Propriétaires des planques, « intendants » chargés des besoins des migrants en transit : les autres « petites mains » du réseau ont été condamnées à des peines allant d’un an à 50 mois de prison, certaines assorties du sursis.

Le prévenu le plus lourdement condamné après Vo Van Hong est un autre Vietnamien, Nguyen Long (10 ans ferme), considéré comme son principal collaborateur, qui a poursuivi son activité de trafiquant jusqu’en juin 2021.

Gain de 2,3 millions d’euros

La tragédie de Grays a jeté une lumière crue sur les risques de l’exil via des filières clandestines, montrant aussi l’absence totale de scrupules de certains trafiquants.

Nombre de victimes étaient originaires d’une région pauvre du centre du Vietnam, où les familles s’endettent lourdement afin d’envoyer un des leurs au Royaume-Uni dans l’espoir d’une vie meilleure.

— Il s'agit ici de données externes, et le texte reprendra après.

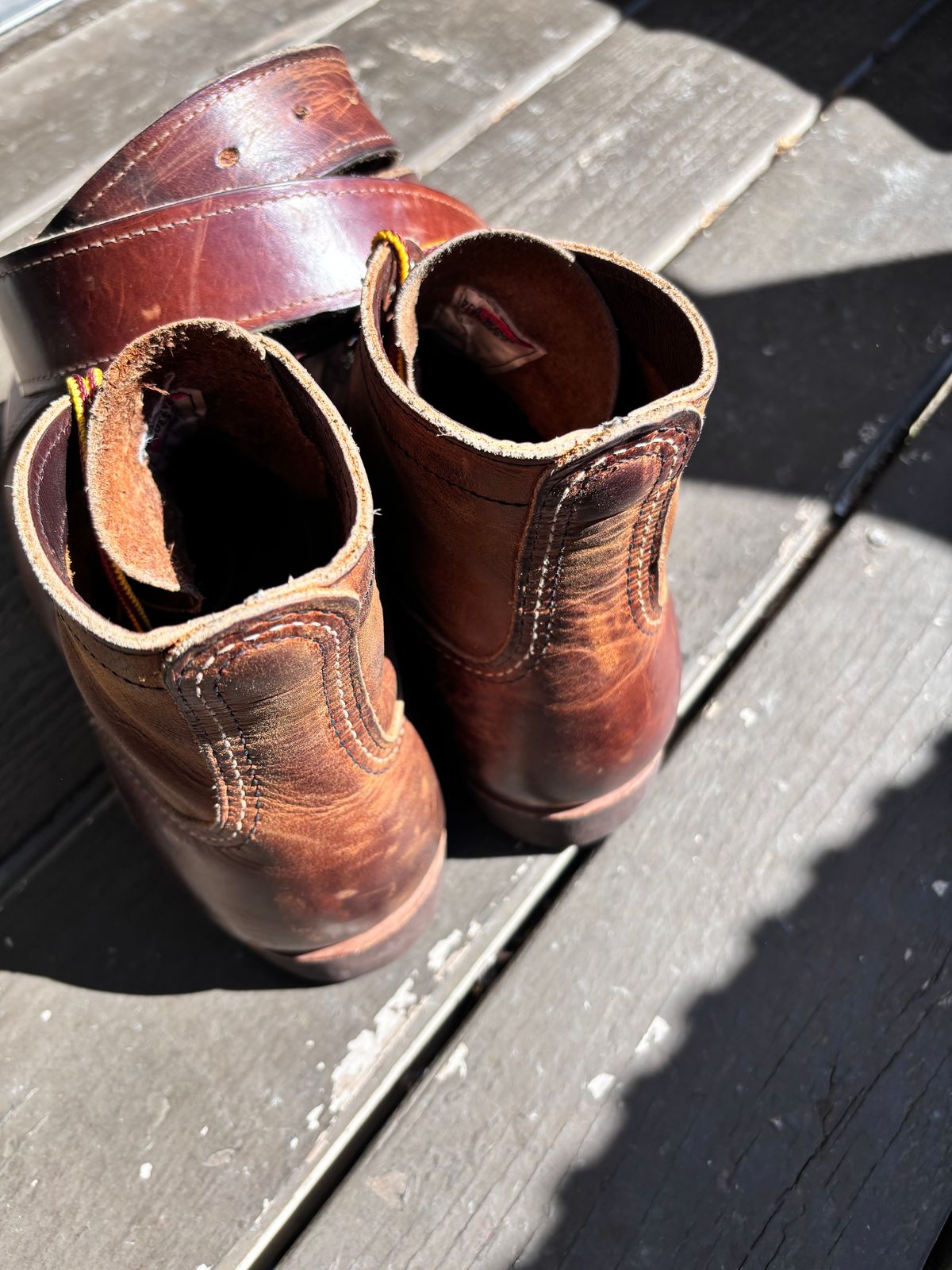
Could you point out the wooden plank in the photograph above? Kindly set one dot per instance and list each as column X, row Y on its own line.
column 164, row 1091
column 441, row 74
column 727, row 562
column 69, row 105
column 729, row 1043
column 228, row 1199
column 644, row 141
column 433, row 76
column 825, row 285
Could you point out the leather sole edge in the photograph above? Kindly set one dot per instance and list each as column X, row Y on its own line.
column 374, row 946
column 570, row 826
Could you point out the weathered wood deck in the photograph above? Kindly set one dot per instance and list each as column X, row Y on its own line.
column 724, row 1037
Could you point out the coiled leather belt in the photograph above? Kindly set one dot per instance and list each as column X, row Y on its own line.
column 255, row 200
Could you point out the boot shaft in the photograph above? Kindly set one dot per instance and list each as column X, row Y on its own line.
column 530, row 541
column 259, row 741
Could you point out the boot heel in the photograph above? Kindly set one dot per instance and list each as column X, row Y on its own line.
column 581, row 825
column 374, row 946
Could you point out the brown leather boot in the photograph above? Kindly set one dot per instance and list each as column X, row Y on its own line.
column 254, row 200
column 203, row 533
column 530, row 410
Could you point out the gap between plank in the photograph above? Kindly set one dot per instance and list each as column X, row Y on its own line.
column 268, row 1246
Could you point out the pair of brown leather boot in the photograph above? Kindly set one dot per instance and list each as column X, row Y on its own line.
column 200, row 522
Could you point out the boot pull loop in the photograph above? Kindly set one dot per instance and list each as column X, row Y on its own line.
column 404, row 264
column 400, row 252
column 82, row 391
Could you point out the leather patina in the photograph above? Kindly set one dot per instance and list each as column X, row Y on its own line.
column 536, row 571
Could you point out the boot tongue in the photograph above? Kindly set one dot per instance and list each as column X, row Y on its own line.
column 522, row 314
column 133, row 431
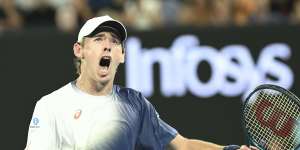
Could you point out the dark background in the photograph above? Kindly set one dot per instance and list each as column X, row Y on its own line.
column 38, row 61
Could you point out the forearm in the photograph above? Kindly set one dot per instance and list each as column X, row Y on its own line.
column 192, row 144
column 182, row 143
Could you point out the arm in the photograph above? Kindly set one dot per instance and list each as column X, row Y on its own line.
column 182, row 143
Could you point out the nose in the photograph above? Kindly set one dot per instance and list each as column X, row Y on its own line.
column 107, row 49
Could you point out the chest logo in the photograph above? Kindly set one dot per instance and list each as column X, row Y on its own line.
column 77, row 114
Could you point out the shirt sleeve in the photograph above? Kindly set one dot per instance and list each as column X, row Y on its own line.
column 155, row 134
column 42, row 131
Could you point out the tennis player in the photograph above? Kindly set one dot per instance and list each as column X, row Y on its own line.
column 92, row 113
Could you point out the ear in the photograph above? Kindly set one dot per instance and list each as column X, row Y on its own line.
column 122, row 59
column 77, row 49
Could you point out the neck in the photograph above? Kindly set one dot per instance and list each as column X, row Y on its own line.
column 93, row 87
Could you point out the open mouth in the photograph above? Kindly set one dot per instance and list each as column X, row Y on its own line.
column 105, row 61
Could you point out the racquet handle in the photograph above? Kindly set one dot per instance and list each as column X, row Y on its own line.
column 231, row 147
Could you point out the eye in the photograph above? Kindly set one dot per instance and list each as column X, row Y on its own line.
column 116, row 41
column 99, row 39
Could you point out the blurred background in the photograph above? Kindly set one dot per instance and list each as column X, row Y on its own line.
column 195, row 60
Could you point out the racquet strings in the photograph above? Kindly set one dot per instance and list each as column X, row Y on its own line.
column 263, row 134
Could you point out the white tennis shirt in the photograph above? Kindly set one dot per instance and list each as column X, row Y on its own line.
column 69, row 119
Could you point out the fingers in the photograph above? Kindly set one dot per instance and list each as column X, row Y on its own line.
column 253, row 148
column 244, row 147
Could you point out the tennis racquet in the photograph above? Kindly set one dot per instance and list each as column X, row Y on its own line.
column 271, row 117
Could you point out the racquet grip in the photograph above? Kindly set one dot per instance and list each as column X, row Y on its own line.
column 231, row 147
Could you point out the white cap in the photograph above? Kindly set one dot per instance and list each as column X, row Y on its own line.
column 106, row 22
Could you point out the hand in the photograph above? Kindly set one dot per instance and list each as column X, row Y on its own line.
column 236, row 147
column 244, row 147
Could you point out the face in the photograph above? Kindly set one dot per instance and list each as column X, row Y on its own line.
column 100, row 56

Les enquêteurs ont établi que chaque exilé payait en moyenne 12 000 euros pour voyager de l’Asie du Sud-Est vers l’Europe, le même montant étant ensuite exigé pour franchir la Manche, soit 24 000 euros au total.

Jusqu’à 130 transports auraient été organisés depuis la Belgique. Le tribunal de Bruges a estimé que Vo Van Hong avait amassé environ 2,3 millions d’euros, une somme qu’il devra rembourser via une confiscation de ses biens. Il a aussi reçu une amende de 920 000 euros.  

Ce drame a donné lieu à des procédures judiciaires au Vietnam et au Royaume-Uni, où sept hommes ont été condamnés en janvier 2021 à des peines allant de trois à 27 ans de prison.

En France, un autre procès se profile à l’horizon. Au moins 26 personnes ont été mises en examen (inculpées) dans l’enquête ouverte à Paris en mai 2020. Deux grandes vagues d’interpellations avaient alors eu lieu simultanément, l’une en Ile-de-France, l’autre en Belgique.